In 1950, Anaheim’s population was at 14,500 a decade later, it had mushroomed to over 100,000-and it was hardly going to stop there, with much farmland still to be bought, bulldozed and developed.Įnter Rex Coons. Louis Browns both briefly held spring training in Anaheim during the 1940s, and a decade later it was a hot preseason spot for many minor league squads, most notably the Hollywood Stars of the Pacific Coast League.īut Anaheim would become a potent nexus of two postwar booms: America’s Baby Boom in general, and the mass migration of Easterners to points west and California in particular. Well before Walt Disney saw value beyond the ridicule and planted Disneyland among the agricultural fields, baseball found purpose in Anaheim as a springtime setting for numerous teams. In the immediate years after World War II, most Americans knew only of Anaheim as one-third of a Jack Benny joke-you know, the one where the train is leaving on Track Five for Anaheim, Azusa and Rancho Cucamonga. One look at Angel Stadium and its present-day surroundings clearly show that Anaheim has come a long way from its rural roots.
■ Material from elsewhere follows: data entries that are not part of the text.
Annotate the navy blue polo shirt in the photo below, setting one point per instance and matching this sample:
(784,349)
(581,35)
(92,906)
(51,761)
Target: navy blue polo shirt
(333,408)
This is a suburban ballpark for suburban fans-and these days they show up in droves, knowing that a wonderful time will be had, win or lose. Angel Stadium may lack the intense vibe of a Fenway Park or Wrigley Field, but that’s okay. When it opened in 1966, it carried the motto of “Convenience, Comfort and Courtesy,” and both host and guest continue to take that to heart. But that will happen when the building has been overhauled not once, but twice. What the Spectacular does do is run recycled water down its petite rapids, shoot off water geysers and, whenever an Angels player goes deep, blast flames upward from two spouts, high enough that you might expect the alien head of the Great and Powerful Oz to angrily superimpose its way in between.Īngel Stadium looks quite sharp for its 50-plus years walking around, it’s hard to believe that there’s only three active major league ballparks that are older.

pro player stadium awning

Looking out of character for Orange County, the Spectacular seems more an ode to Utah-or to Frontierland, to the point that you expect the Big Thunder Mountain Railroad to come spinning through or one of those animatronic singing bears to pop up and start wailing away with a banjo. The Disney touch is most noticeable behind left-center field with a giant faux rock pile lovingly referred to as the California Spectacular. For those sitting in the original three levels behind home plate and down the lines, the views looking out toward the San Gabriel Mountains are no longer blocked, even with minor, more recent foreground obstructions provided by the Honda Center (home to hockey’s Anaheim Ducks) and the 12-story Stadium Towers across the railroad from the parking lot. The right-field bleachers are all that remain of the ballpark’s expansion to a multi-purpose stadium back in 1980. Inside Angel Stadium, more echoes of yesterdays stir. And at the front of the main gate, an elated Mickey Mouse himself hangs out, heavily branded in devilish Angels Red and ready to pose with arriving fans who might remember a time when Disney briefly ruled over the franchise and restored the ballpark to its original, baseball-only purpose with a heavy coat of Magic Kingdom varnish splashed on. At the south edge of the parking lot, the towering “Big A”-the ballpark’s distinctive feature that long ago served as the main scoreboard-now advertises coming events to passer-bys on the ten-lane Orange Freeway. A row of trees splits Gene Autry Way as you enter the parking lot, evoking the long, orchard driveways bathed in cool shade that once drew you to the master’s house back in Orange County’s early agricultural days.

pro player stadium awning

Amid the freeways, boulevards, dry riverbeds and laid-back office complexes, Angel Stadium of Anaheim offers up layers of the past.